Another big problem for us was the submission of the LM hashes. Since we had to split them into two halves, we were uncertain why we only had 9000 registered cracks, but almost 12000 founds, while other teams had 10000 to 11000 registered cracked. One friendly guy at Korelogic tried to debug this with us, but the contest ended without a solution. [KoreLogic note: We figured out that team hashcat did not understand that a) we were counting cracked logins, not half-LM's cracked, and b) Street teams had a bunch more LMs than Pro teams. We tried to explain this to hashcat and update the website during the contest, but apparently did not do a good job because tired.]

Another problem was the submission of DES, SHA512, mssql and vbulletin hashes, which Korelogic eventually managed to fix.

Additionally, there were hash types/lists which Korelogic's system did not care about at all, like the vm_mysql, but were later happy to include.

The "scrypt" subject is a little controversial, since we spent many hours trying to crack in addition to all of the hard work that atom spent to figure out the correct settings for how the hashes had been produced. Korelogic later just removed these hashes. The scrypt value of 9999 was too high to allow for dupes, which some street teams were receiving credits for after cracking other hash types. On the other hand, with Korelogic just removing these hashes altogether from the contest was also disappointing, considering all of the energy that our team put into this which was now lost time and energy. We would have rather seen just a reduction of the value.
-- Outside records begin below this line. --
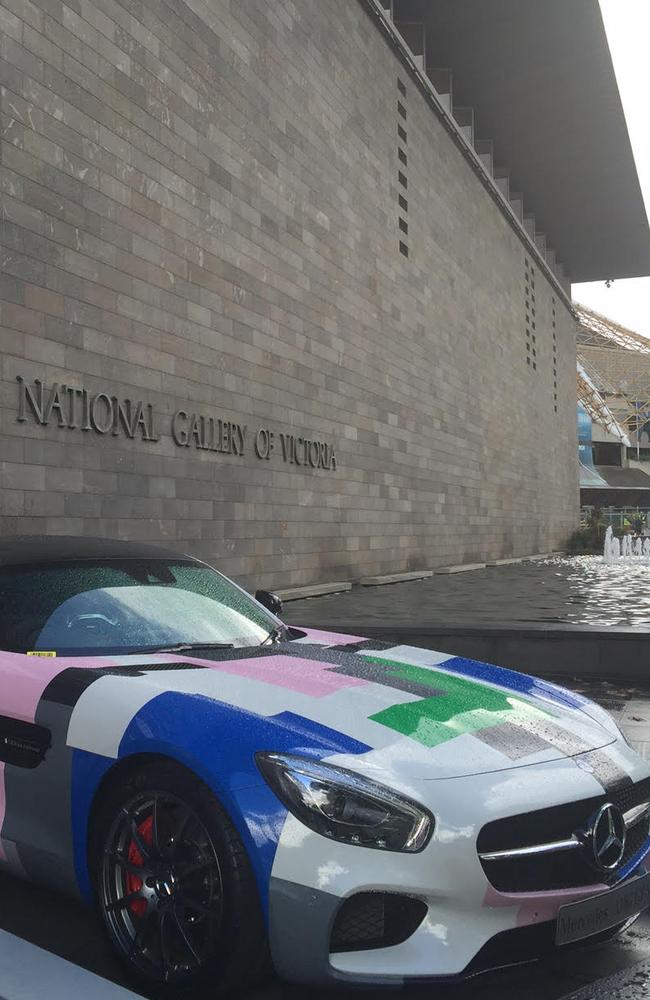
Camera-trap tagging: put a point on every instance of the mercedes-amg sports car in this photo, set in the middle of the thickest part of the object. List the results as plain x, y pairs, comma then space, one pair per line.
228, 790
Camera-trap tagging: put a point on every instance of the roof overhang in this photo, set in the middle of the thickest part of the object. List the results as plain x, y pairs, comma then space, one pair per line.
539, 76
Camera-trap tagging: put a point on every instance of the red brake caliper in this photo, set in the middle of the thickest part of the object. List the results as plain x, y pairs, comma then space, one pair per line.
133, 883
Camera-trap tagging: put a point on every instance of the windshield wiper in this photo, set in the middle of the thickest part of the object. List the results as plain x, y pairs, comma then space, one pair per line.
187, 647
275, 635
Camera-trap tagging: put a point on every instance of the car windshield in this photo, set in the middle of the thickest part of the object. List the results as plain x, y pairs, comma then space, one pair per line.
125, 606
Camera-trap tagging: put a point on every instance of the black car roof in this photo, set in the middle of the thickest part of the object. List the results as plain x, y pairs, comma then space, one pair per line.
27, 550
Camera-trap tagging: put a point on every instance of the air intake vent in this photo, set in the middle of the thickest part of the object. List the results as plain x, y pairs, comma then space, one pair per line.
375, 920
In contrast to our feeling on scrypt, we were happy to see the removal of the grub2 hashes after our inquiry into Korelogic that its' salt were bogus.
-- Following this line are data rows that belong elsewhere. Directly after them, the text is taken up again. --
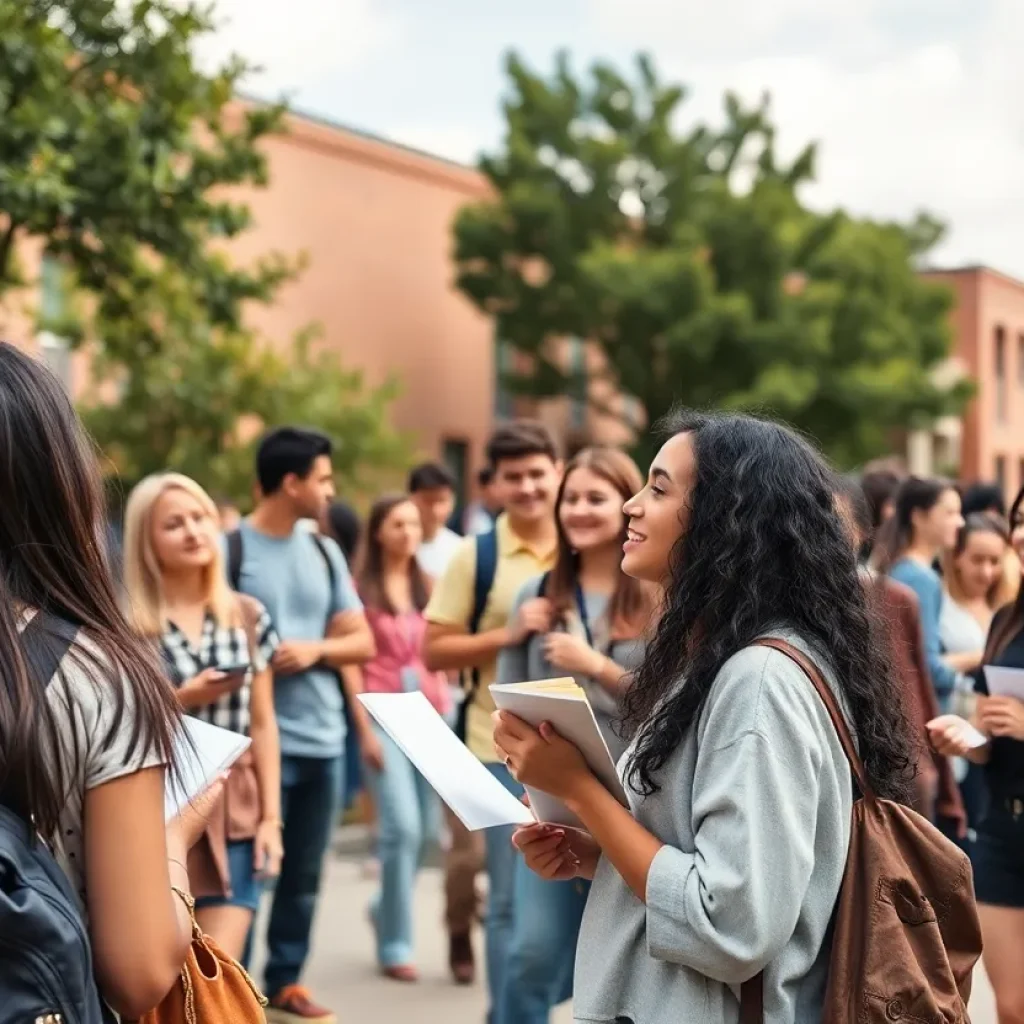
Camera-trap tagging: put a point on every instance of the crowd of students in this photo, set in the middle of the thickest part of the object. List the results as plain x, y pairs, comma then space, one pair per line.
653, 590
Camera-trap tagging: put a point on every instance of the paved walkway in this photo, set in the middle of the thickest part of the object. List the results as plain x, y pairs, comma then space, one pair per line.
342, 972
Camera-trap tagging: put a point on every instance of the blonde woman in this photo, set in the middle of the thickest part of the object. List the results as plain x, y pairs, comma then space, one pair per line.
216, 646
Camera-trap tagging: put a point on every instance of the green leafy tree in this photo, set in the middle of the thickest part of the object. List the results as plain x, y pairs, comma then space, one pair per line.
124, 158
687, 259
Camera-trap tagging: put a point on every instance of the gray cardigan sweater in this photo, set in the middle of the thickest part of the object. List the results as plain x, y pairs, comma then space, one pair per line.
754, 812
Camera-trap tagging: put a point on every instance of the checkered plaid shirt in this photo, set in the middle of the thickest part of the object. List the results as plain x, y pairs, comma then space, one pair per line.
220, 645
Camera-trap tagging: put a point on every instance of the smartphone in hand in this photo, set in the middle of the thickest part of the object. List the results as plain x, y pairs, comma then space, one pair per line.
231, 672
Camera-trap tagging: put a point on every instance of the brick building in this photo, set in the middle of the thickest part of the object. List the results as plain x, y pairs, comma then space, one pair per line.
375, 222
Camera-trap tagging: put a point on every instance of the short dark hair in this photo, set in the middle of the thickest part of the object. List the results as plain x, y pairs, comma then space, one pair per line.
519, 439
880, 486
984, 498
430, 476
285, 451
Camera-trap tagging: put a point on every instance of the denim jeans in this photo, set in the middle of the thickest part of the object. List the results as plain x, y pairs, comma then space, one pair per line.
310, 796
502, 859
542, 951
408, 820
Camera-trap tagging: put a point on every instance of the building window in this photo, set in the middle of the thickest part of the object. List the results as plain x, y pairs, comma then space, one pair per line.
578, 384
1000, 374
55, 353
504, 360
455, 455
53, 349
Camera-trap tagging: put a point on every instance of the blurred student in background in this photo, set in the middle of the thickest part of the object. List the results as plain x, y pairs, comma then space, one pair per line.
394, 591
597, 617
523, 544
922, 529
482, 513
216, 648
432, 488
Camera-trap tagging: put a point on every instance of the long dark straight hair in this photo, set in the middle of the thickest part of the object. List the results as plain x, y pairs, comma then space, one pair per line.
1010, 621
372, 588
764, 547
632, 602
52, 559
916, 494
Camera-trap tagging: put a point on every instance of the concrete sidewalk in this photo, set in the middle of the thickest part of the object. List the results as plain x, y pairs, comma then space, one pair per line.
342, 970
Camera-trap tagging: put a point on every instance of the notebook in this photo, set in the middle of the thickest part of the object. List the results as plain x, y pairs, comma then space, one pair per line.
563, 704
204, 753
474, 796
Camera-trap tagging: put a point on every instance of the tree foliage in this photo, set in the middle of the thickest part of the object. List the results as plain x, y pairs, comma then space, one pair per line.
688, 260
125, 158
[Thoughts about the contest]

...are pretty good despite the initial doubts about the new precontest methods. The process of generating plains for the other teams to crack, while staying within the rules of Korelogic to keep things simple, was painful. It was very unsettling to not know which of our plains would be rejected by penalty and replaced by all digits, and which ones would make it. Despite all of our initial doubts about the teams creating the plains, it was a very pleasurable experience since the overall plains were structured in a way that we managed to keep finding them, which was not the case in other contests. Also, we were very happy communicating with Korelogic's support throughout the duration of the contest. They took great effort into solving every problem that we presented to them.